Over the next six months, we need to prove there’s at least one viable waste stream we can target using our engineered microbes. Once validated in the lab, we’ll close our pre-seed funding round. The project will phase into different stages, with the next being a pilot trial in semi-operational conditions over six to 12 months. That pre-seed funding will help us meet those milestones.

Once we demonstrate scalability in more robust conditions, we’ll open our seed round to ramp up production. Our target market will be nation-specific within wastewater and the water sector, though we believe we can eventually iterate and tailor strains across different verticals using our analytics platform.

What’s the fundraising environment like for clean tech in the U.K.?

In a word: difficult. There’s significant hesitancy. If you’re not addressing a problem that industry faces daily, it’s very hard to entice anyone to back your vision. Without providing clear value to end users, it’s tough.

The U.K. government grant landscape is encouraging in some ways but needs better alignment with startups and scale-ups. There needs to be a stronger conduit between government, startups and investors. Opportunities are limited, and competitions are increasingly competitive. Smart grants have been scrapped.

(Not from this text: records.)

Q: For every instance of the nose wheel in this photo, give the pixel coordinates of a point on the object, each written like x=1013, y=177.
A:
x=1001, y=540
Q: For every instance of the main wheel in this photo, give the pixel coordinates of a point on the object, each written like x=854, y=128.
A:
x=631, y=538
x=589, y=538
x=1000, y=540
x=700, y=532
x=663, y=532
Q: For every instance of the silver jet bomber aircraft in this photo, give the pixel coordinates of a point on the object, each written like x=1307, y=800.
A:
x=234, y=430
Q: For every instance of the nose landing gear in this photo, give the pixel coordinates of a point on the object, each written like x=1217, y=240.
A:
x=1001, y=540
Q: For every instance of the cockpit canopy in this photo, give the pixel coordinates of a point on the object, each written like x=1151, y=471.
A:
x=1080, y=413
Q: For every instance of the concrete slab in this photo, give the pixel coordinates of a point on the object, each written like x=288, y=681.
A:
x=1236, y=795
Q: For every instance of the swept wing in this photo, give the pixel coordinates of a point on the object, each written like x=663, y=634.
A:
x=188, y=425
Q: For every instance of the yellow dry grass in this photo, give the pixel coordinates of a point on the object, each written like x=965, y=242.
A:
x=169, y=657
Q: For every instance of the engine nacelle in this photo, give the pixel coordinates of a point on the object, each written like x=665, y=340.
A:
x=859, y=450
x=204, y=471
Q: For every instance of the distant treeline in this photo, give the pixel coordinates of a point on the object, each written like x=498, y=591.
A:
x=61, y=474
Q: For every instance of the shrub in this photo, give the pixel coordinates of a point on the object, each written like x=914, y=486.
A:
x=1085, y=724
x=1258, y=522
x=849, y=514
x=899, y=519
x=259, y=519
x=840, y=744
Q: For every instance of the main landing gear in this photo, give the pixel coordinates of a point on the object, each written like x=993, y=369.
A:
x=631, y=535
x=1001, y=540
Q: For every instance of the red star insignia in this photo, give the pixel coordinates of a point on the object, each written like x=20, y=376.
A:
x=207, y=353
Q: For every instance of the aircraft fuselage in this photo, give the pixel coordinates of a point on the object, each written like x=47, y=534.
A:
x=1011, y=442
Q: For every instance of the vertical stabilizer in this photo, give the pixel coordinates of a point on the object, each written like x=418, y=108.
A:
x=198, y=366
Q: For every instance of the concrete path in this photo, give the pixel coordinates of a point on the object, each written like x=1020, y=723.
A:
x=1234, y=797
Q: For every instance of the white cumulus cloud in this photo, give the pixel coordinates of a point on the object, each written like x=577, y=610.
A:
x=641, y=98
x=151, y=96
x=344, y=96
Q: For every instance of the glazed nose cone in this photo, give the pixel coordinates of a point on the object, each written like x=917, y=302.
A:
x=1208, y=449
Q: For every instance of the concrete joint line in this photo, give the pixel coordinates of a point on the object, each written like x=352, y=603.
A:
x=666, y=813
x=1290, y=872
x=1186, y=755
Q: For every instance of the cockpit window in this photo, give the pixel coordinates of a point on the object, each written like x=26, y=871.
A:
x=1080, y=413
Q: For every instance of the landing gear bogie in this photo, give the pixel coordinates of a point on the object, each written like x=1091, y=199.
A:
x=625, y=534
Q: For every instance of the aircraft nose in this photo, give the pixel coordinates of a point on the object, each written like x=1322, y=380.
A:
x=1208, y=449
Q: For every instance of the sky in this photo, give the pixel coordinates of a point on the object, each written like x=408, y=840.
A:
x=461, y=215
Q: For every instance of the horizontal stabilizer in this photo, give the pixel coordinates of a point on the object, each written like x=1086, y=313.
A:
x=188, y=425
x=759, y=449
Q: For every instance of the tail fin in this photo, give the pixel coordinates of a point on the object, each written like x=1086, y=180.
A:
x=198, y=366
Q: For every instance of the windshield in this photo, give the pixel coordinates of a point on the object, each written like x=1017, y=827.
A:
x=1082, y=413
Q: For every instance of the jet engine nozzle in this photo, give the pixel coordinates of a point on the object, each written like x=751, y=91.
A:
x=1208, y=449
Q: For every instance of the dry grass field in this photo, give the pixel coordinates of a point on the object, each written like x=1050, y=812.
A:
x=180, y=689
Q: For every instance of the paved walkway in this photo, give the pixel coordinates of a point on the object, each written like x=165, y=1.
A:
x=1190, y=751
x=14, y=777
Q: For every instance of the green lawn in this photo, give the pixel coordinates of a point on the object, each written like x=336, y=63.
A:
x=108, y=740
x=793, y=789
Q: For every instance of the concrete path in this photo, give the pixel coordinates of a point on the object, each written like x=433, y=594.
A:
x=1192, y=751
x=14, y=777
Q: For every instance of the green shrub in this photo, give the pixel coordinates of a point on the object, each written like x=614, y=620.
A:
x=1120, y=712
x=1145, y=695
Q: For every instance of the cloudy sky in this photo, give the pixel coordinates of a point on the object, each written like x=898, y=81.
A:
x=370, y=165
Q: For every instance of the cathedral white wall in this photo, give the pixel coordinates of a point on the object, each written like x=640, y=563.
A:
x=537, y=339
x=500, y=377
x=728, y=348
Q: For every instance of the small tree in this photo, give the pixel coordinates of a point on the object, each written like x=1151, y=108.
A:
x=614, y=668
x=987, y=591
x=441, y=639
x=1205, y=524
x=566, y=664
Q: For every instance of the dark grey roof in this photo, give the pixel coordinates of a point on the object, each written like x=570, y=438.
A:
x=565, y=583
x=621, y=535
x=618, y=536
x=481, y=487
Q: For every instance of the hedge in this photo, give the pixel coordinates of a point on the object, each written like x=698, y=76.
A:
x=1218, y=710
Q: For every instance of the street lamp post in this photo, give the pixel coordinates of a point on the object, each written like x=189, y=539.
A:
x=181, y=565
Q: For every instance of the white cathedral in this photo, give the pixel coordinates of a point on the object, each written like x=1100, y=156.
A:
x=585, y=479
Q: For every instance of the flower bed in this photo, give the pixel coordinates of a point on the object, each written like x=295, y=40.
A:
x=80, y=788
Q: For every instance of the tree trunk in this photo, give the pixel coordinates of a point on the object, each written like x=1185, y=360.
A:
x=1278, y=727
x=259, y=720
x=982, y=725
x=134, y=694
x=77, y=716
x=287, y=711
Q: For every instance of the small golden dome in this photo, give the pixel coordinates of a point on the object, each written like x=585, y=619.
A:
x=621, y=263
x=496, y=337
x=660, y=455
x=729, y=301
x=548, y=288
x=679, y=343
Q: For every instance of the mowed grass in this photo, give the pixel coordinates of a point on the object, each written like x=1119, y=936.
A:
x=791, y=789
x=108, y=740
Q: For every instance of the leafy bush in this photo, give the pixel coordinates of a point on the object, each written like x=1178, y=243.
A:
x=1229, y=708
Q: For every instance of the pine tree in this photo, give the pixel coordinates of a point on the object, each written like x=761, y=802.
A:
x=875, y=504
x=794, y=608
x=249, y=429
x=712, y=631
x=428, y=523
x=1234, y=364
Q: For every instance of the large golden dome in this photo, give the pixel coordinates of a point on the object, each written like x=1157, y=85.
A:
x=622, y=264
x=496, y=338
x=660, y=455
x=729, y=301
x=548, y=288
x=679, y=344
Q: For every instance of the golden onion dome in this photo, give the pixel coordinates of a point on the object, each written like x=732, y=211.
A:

Once there’s more clarity, hopefully opportunities will improve this quarter and next year, though political uncertainty makes predictions difficult.

Clean tech has a reputational challenge from when the solar, wind, and battery bubble burst. But as the world gets smarter, there will be a different version and definition of clean tech. For me, innovation happens when invention meets market demand. What will entice stakeholders is whether there’s true demand for your solution addressing major challenges that industries and humanity faces everyday.

How do you define deep tech?

I think it’s how advanced technologies and science can address fundamental challenges that not only industry faces, but society faces, and how it can truly be a game changer for people and humankind.